The point I'm trying to make is this: Arguing that somehow the administration is uninformed and doesn't know anything, and only needs to be informed, is beyond pointless. That's not the problem. None of those complaints are news to them. The university is a government-run institution that has a role, restrictions, and priorities set for it. In arguing against this, you're really trying to change those priorities, and so if you're taking this up with the local administration, you're demanding change from those who don't have the power to change.

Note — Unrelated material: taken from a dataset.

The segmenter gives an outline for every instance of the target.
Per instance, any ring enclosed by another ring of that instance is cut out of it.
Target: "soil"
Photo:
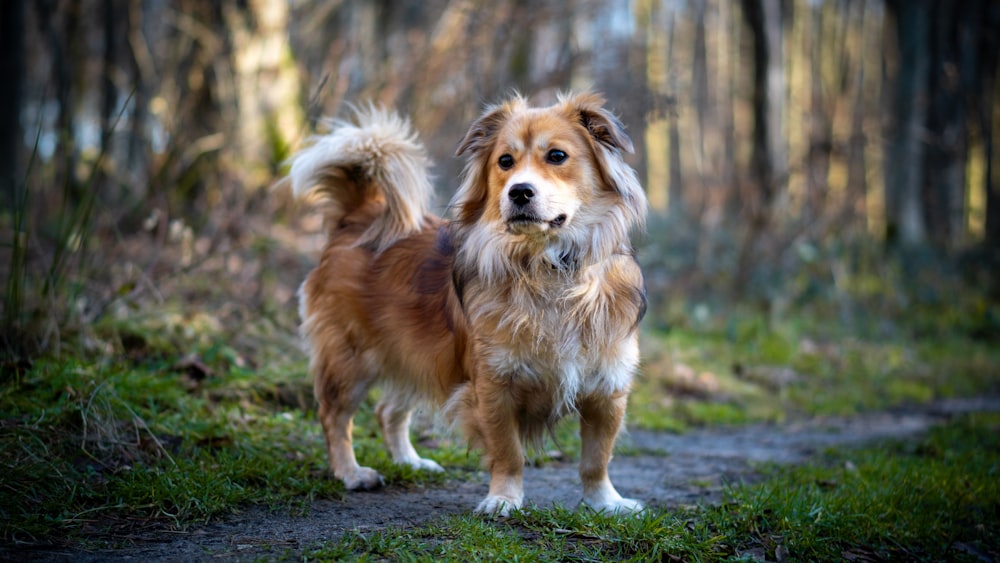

The "solution," then, is going to involve taking this up with the folks who do have that power. This puts us at the statewide level, and means we should be dealing with the Regents (and, potentially, the state legislature) on this and similar issues. It's for issues like this that we need (but don't have) a statewide student organization that is actually effective at demanding real change on behalf of the student body of the state. The UCSA is busy being the Democratic Party's bitch and pushing pointless ideological battles, and no one is going to organize a statewide movement around an issue as trivial as this. But an organization should exist to deal with these kinds of trivial issues all the time, instead of constantly fighting a futile battle over affirmative action, which, despite appearances, is neither a student problem, nor even an issue which students agree on.